O pagamento ocorrerá em 15 de janeiro de 2026. Vale ressalta que os proventos são isentos de Imposto de Renda para pessoa física.
O valor representa um dividend yield de cerca de 1,22%, considerando o preço atual da cota (30 de dezembro).
O fundo adota uma estratégia multiestratégia, combinando CRIs, imóveis diretos e participações em outros FIIs.
VRTM11: fundo imobiliário registra lucro de R$ 4 mi
O fundo imobiliário registrou um mês movimentado em outubro, com novas aquisições, liberações de obra, recompras e ajustes estratégicos na carteira de fundos imobiliários.

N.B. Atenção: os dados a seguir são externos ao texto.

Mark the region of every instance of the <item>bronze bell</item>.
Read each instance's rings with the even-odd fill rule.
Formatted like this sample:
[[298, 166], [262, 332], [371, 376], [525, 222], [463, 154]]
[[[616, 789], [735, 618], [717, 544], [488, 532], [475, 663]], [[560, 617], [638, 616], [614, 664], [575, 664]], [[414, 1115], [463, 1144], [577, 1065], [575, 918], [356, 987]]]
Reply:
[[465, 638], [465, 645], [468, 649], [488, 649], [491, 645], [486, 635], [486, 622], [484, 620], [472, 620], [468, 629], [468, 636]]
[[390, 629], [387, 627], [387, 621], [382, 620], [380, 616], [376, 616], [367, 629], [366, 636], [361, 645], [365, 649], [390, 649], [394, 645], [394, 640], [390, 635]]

O resultado contábil do período somou R$ 4,18 milhões, enquanto o dividend yield mensal atingiu 1,29%, equivalente a 119% do CDI considerando o “gross up” de 15%.
No portfólio de imóveis diretos, o fundo assinou a aquisição de seis unidades na planta do empreendimento Habitat Libertà, em Goiás, totalizando R$ 4,2 milhões em novos compromissos. Também foram realizadas liberações previstas em nove obras, somando aproximadamente R$ 4,7 milhões.

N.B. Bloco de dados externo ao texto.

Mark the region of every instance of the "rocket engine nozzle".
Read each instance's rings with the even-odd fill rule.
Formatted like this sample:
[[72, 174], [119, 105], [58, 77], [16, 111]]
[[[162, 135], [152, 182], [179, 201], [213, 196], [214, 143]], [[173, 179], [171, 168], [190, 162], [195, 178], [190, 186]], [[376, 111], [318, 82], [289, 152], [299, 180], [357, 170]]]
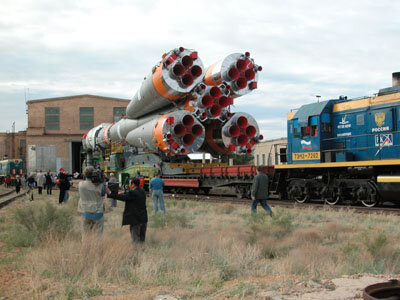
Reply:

Houve ainda a recompra de uma unidade do empreendimento “Gibran Saraiva Rezende”, no valor de R$ 638 mil. Já no projeto “Alpha Houses I”, em Barueri (SP), segue em andamento o processo de escrituração de três unidades, que podem gerar entre R$ 150 mil e R$ 200 mil de ganho por unidade quando forem vendidas a mercado.

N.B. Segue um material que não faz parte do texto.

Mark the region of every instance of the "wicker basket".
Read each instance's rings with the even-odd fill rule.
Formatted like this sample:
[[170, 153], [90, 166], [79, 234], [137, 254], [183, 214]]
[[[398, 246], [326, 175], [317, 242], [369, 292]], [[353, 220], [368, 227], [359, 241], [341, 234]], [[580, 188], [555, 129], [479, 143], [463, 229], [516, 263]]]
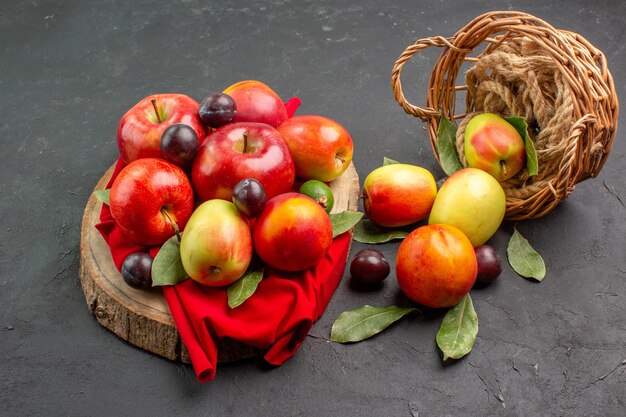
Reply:
[[[544, 216], [566, 199], [578, 182], [595, 177], [602, 169], [615, 138], [619, 111], [615, 86], [604, 54], [582, 36], [555, 29], [529, 14], [490, 12], [477, 17], [451, 38], [425, 38], [410, 45], [395, 62], [391, 77], [393, 93], [400, 106], [428, 124], [431, 146], [441, 164], [437, 152], [440, 118], [460, 123], [460, 130], [471, 114], [489, 110], [481, 108], [484, 102], [477, 101], [480, 86], [475, 85], [475, 77], [466, 76], [466, 83], [457, 85], [462, 65], [478, 65], [491, 54], [520, 45], [524, 45], [526, 50], [537, 51], [542, 59], [547, 60], [545, 62], [554, 67], [558, 79], [563, 80], [559, 85], [536, 85], [535, 89], [544, 91], [544, 94], [564, 92], [571, 103], [568, 107], [571, 108], [571, 111], [568, 110], [571, 119], [562, 135], [558, 136], [556, 147], [559, 149], [552, 152], [547, 147], [555, 147], [554, 143], [549, 145], [537, 140], [541, 130], [546, 130], [538, 122], [536, 114], [537, 109], [546, 104], [544, 97], [535, 102], [525, 97], [524, 102], [528, 106], [521, 110], [525, 114], [516, 114], [520, 109], [507, 108], [502, 103], [496, 106], [499, 106], [500, 113], [526, 117], [529, 126], [535, 128], [529, 129], [529, 134], [537, 153], [544, 158], [543, 163], [540, 161], [536, 177], [520, 174], [514, 181], [503, 184], [507, 195], [506, 218], [509, 220]], [[440, 47], [443, 51], [430, 76], [426, 105], [418, 107], [405, 99], [400, 74], [415, 53], [431, 46]], [[471, 56], [472, 53], [476, 56]], [[516, 86], [511, 88], [507, 92], [509, 96], [519, 95]], [[465, 94], [465, 110], [461, 112], [456, 110], [457, 93]], [[553, 97], [545, 99], [549, 101]], [[556, 110], [563, 106], [560, 102], [548, 104]], [[457, 145], [458, 140], [457, 137]], [[462, 150], [460, 146], [457, 148]], [[463, 162], [464, 157], [460, 156]]]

Carteira do VRTM11 privilegia operações estruturadas
Segundo a gestão, os recursos provenientes dos desinvestimentos continuam sendo direcionados para operações estruturadas e Certificados de Recebíveis Imobiliários (CRIs), estratégia central do fundo em 2025. Hoje, a carteira está distribuída entre imóveis diretos, FIIs e CRIs, com apenas 5% do patrimônio líquido em caixa.
O desconto patrimonial do VRTM11 chamou atenção no fechamento de outubro. Com cota a R$ 6,97, o fundo opera a 0,75 vez o valor patrimonial, o que indica uma assimetria relevante frente aos ativos em carteira.
A equipe lembra ainda que os imóveis diretos conferem ao fundo um “kicker”: caso todas as unidades passíveis de recompra fossem efetivamente recompradas, o impacto positivo estimado seria de R$ 0,09 por cota.